8.1.3.1.1.1.1. cltk.corpora.grc.tlg package

8.1.3.1.1.1.1.1. Submodules

8.1.3.1.1.1.1.2. cltk.corpora.grc.tlg.author_date module

8.1.3.1.1.1.1.3. cltk.corpora.grc.tlg.author_epithet module

8.1.3.1.1.1.1.4. cltk.corpora.grc.tlg.author_female module

8.1.3.1.1.1.1.5. cltk.corpora.grc.tlg.author_geo module

8.1.3.1.1.1.1.6. cltk.corpora.grc.tlg.file_utils module

Higher-level (i.e., user-friendly) functions for quickly reading TLG data after it has been processed by TLGU().

cltk.corpora.grc.tlg.file_utils.tlg_plaintext_cleanup(text, rm_punctuation=False, rm_periods=False)[source]

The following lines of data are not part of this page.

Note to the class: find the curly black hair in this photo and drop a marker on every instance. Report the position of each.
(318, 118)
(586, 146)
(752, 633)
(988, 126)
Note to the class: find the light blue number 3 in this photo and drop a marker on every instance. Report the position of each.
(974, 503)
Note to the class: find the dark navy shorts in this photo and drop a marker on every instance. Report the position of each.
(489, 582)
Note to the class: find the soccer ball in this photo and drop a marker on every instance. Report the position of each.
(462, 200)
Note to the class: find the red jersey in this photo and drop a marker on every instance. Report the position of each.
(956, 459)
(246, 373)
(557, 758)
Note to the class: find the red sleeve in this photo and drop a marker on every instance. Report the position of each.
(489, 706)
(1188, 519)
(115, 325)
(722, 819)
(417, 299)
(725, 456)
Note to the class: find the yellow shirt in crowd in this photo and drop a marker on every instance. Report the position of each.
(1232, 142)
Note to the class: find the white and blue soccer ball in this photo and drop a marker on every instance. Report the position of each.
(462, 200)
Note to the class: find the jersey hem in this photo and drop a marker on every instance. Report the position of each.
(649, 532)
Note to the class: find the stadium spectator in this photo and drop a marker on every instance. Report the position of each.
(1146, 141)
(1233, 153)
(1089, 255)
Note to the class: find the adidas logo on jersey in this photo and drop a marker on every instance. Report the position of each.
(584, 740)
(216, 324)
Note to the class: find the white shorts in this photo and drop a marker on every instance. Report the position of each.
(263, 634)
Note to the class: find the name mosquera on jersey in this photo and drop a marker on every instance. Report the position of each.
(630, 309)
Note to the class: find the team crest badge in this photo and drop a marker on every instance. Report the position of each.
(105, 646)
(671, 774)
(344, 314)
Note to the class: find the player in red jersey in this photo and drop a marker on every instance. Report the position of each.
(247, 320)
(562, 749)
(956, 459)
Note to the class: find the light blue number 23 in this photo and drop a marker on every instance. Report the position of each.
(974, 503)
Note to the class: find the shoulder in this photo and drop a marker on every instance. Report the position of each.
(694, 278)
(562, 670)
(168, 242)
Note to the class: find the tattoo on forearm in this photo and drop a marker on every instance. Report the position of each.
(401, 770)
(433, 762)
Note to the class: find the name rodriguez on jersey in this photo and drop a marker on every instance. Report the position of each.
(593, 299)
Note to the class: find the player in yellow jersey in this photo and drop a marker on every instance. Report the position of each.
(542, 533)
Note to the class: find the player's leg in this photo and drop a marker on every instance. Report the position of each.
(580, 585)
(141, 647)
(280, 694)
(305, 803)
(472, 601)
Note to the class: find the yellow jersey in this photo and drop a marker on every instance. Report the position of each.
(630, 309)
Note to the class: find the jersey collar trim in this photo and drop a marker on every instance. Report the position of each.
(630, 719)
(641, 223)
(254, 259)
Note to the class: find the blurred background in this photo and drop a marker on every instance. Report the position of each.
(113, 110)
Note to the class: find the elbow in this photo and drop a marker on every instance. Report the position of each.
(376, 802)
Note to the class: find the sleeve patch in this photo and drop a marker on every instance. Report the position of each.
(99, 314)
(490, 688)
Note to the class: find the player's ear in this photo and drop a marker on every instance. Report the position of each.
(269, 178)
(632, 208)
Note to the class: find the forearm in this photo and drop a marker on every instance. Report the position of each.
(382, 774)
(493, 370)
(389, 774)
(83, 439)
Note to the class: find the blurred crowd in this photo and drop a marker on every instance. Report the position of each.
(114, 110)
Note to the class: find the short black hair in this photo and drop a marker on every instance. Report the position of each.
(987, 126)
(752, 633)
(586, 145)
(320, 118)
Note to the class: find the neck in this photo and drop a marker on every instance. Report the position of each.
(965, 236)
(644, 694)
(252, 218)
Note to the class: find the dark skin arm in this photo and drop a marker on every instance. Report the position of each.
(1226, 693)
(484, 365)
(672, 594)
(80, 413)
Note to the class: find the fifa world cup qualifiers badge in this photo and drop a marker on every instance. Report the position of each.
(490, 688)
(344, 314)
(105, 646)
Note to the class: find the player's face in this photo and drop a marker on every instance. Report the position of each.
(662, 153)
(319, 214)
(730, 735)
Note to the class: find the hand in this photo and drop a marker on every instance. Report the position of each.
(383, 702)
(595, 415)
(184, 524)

Remove and substitute post-processing for Greek TLG text. TODO: Surely more junk to pull out. Please submit bugs!

cltk.corpora.grc.tlg.file_utils.assemble_tlg_author_filepaths()[source]

Reads TLG index and builds a list of absolute filepaths.

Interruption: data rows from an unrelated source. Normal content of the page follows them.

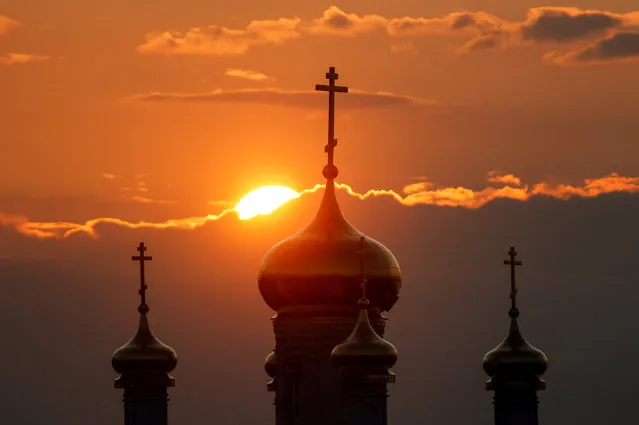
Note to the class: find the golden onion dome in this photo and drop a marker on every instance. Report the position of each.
(364, 347)
(270, 365)
(318, 267)
(320, 264)
(144, 352)
(515, 356)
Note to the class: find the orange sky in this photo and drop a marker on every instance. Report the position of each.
(78, 82)
(105, 106)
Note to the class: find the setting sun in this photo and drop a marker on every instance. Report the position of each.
(264, 201)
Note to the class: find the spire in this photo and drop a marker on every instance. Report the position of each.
(143, 308)
(513, 263)
(144, 351)
(322, 257)
(515, 359)
(330, 171)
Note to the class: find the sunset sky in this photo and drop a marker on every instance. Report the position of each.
(169, 112)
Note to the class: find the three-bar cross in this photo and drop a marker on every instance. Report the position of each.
(142, 258)
(513, 285)
(331, 88)
(360, 252)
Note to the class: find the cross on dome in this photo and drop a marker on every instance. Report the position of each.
(143, 308)
(512, 262)
(330, 170)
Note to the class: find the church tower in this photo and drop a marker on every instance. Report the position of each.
(312, 281)
(364, 360)
(515, 368)
(144, 364)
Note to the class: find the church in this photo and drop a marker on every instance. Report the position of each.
(329, 286)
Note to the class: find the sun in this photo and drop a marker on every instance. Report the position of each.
(264, 201)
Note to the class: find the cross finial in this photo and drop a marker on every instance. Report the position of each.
(330, 170)
(512, 262)
(143, 308)
(363, 280)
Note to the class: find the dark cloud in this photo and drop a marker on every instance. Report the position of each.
(62, 319)
(292, 98)
(567, 24)
(622, 46)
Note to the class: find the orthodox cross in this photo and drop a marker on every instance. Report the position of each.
(513, 286)
(331, 88)
(360, 251)
(143, 308)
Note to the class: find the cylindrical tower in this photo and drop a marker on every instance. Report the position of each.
(312, 281)
(364, 361)
(144, 364)
(515, 368)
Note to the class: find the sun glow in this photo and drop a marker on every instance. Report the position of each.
(264, 201)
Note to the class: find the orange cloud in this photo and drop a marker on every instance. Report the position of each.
(246, 74)
(218, 40)
(147, 200)
(334, 21)
(484, 31)
(423, 193)
(20, 58)
(508, 179)
(619, 47)
(7, 24)
(294, 98)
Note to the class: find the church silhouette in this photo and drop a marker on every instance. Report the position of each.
(329, 285)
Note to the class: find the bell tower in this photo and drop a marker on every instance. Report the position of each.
(515, 368)
(144, 364)
(312, 281)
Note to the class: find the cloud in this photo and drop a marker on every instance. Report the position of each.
(453, 22)
(481, 30)
(218, 40)
(403, 47)
(564, 24)
(334, 21)
(246, 74)
(620, 47)
(146, 200)
(301, 99)
(7, 24)
(508, 179)
(21, 58)
(422, 193)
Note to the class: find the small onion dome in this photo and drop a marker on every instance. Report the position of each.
(515, 357)
(144, 352)
(364, 347)
(319, 266)
(270, 365)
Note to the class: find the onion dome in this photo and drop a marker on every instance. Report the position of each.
(364, 347)
(515, 359)
(144, 352)
(319, 266)
(270, 365)
(515, 356)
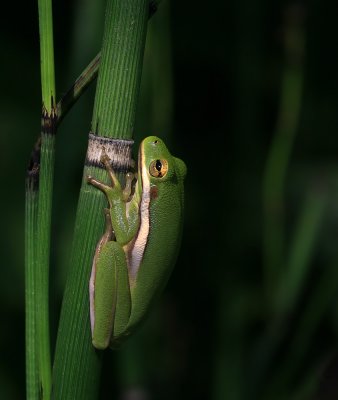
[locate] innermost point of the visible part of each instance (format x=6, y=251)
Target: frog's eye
x=158, y=168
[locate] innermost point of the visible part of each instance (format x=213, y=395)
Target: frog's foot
x=106, y=161
x=128, y=188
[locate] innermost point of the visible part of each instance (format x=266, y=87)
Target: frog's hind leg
x=110, y=300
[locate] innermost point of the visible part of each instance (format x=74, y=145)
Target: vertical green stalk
x=32, y=372
x=46, y=169
x=77, y=364
x=279, y=153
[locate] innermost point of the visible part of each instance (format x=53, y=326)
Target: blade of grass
x=38, y=216
x=77, y=365
x=280, y=151
x=32, y=371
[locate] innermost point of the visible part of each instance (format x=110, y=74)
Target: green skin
x=137, y=252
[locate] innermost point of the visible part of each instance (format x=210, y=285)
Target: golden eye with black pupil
x=158, y=168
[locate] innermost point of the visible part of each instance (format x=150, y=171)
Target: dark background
x=212, y=87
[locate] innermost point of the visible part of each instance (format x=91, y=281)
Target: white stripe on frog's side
x=137, y=247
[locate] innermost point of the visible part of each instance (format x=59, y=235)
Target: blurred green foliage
x=212, y=86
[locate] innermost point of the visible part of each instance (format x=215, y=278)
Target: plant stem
x=38, y=222
x=77, y=364
x=279, y=153
x=32, y=371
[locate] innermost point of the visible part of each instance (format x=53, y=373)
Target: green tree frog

cltk.corpora.grc.tlg.file_utils.assemble_tlg_works_filepaths()[source]

Reads TLG index and builds a list of absolute filepaths.

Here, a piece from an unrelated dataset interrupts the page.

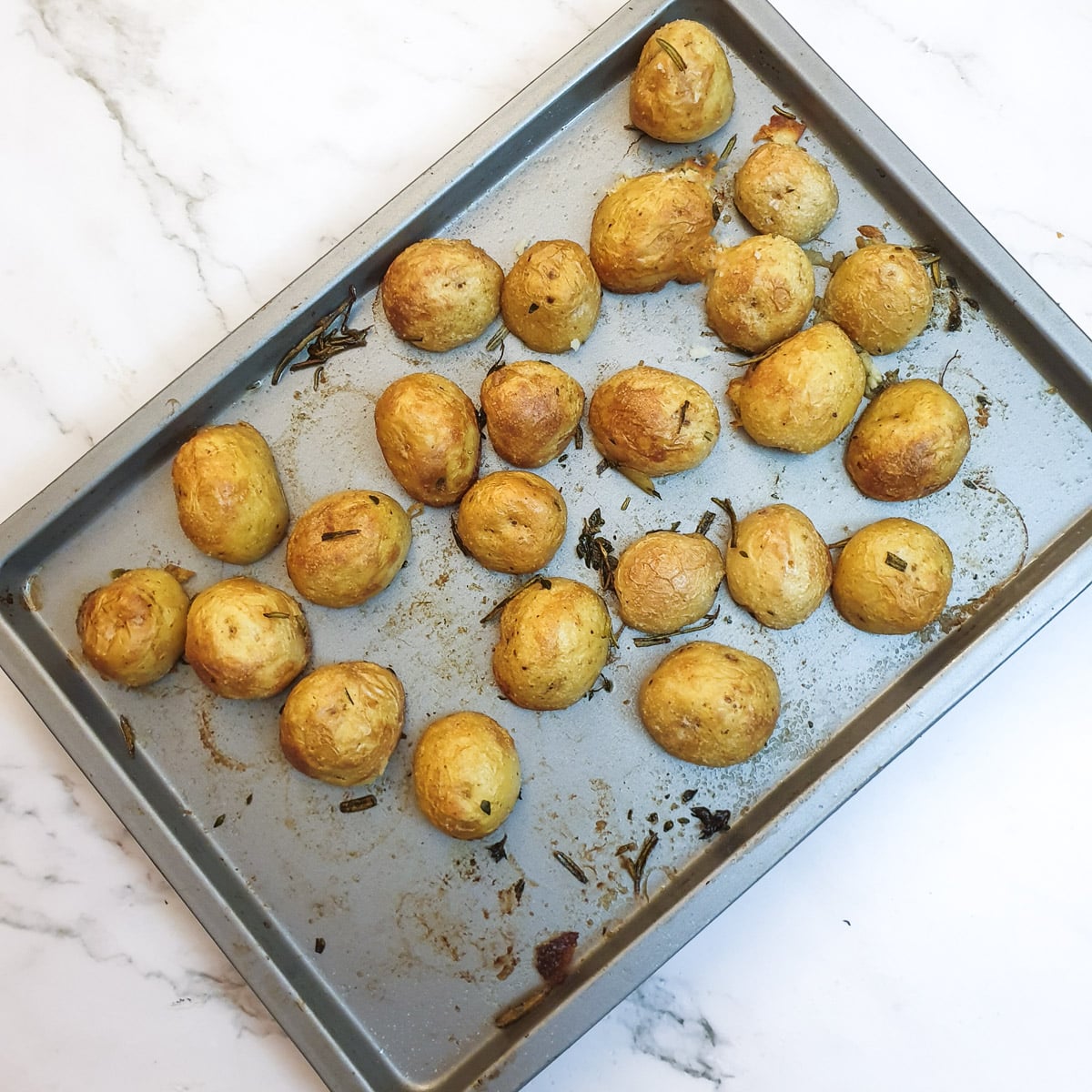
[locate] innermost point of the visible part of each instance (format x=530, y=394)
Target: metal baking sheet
x=386, y=949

8.1.3.1.1.1.1.7. cltk.corpora.grc.tlg.id_author module

8.1.3.1.1.1.1.8. cltk.corpora.grc.tlg.index_lists module

8.1.3.1.1.1.1.9. cltk.corpora.grc.tlg.parse_tlg_indices module

For loading TLG .json files and searching, then pulling author ids.

cltk.corpora.grc.tlg.parse_tlg_indices.get_female_authors()[source]

Open female authors index and return ordered set of author ids.

cltk.corpora.grc.tlg.parse_tlg_indices.get_epithet_index()[source]

Return dict of epithets (key) to a set of all author ids of that epithet (value).

cltk.corpora.grc.tlg.parse_tlg_indices.get_epithets()[source]

Return a list of all the epithet labels.

cltk.corpora.grc.tlg.parse_tlg_indices.select_authors_by_epithet(query)[source]

Pass exact name (case insensitive) of epithet name, return ordered set of author ids.

cltk.corpora.grc.tlg.parse_tlg_indices.get_epithet_of_author(_id)[source]

Pass author id and return the name of its associated epithet.

cltk.corpora.grc.tlg.parse_tlg_indices.get_geo_index()[source]

Get entire index of geographic name (key) and set of associated authors (value).

cltk.corpora.grc.tlg.parse_tlg_indices.get_geographies()[source]

Return a list of all the epithet labels.

cltk.corpora.grc.tlg.parse_tlg_indices.select_authors_by_geo(query)[source]

Pass exact name (case insensitive) of geography name, return ordered set of author ids.

cltk.corpora.grc.tlg.parse_tlg_indices.get_geo_of_author(_id)[source]

Pass author id and return the name of its associated epithet.

cltk.corpora.grc.tlg.parse_tlg_indices.get_lists()[source]

A list of the TLG’s lists.

cltk.corpora.grc.tlg.parse_tlg_indices.get_id_author()[source]

Returns entirety of id-author TLG index.

cltk.corpora.grc.tlg.parse_tlg_indices.select_id_by_name(query)[source]

Do a case-insensitive regex match on author name, returns TLG id.

cltk.corpora.grc.tlg.parse_tlg_indices.open_json(_file)[source]

Loads the json file as a dictionary and returns it.

cltk.corpora.grc.tlg.parse_tlg_indices.get_works_by_id(_id)[source]

Pass author id and return a dictionary of its works.

cltk.corpora.grc.tlg.parse_tlg_indices.check_id(_id)[source]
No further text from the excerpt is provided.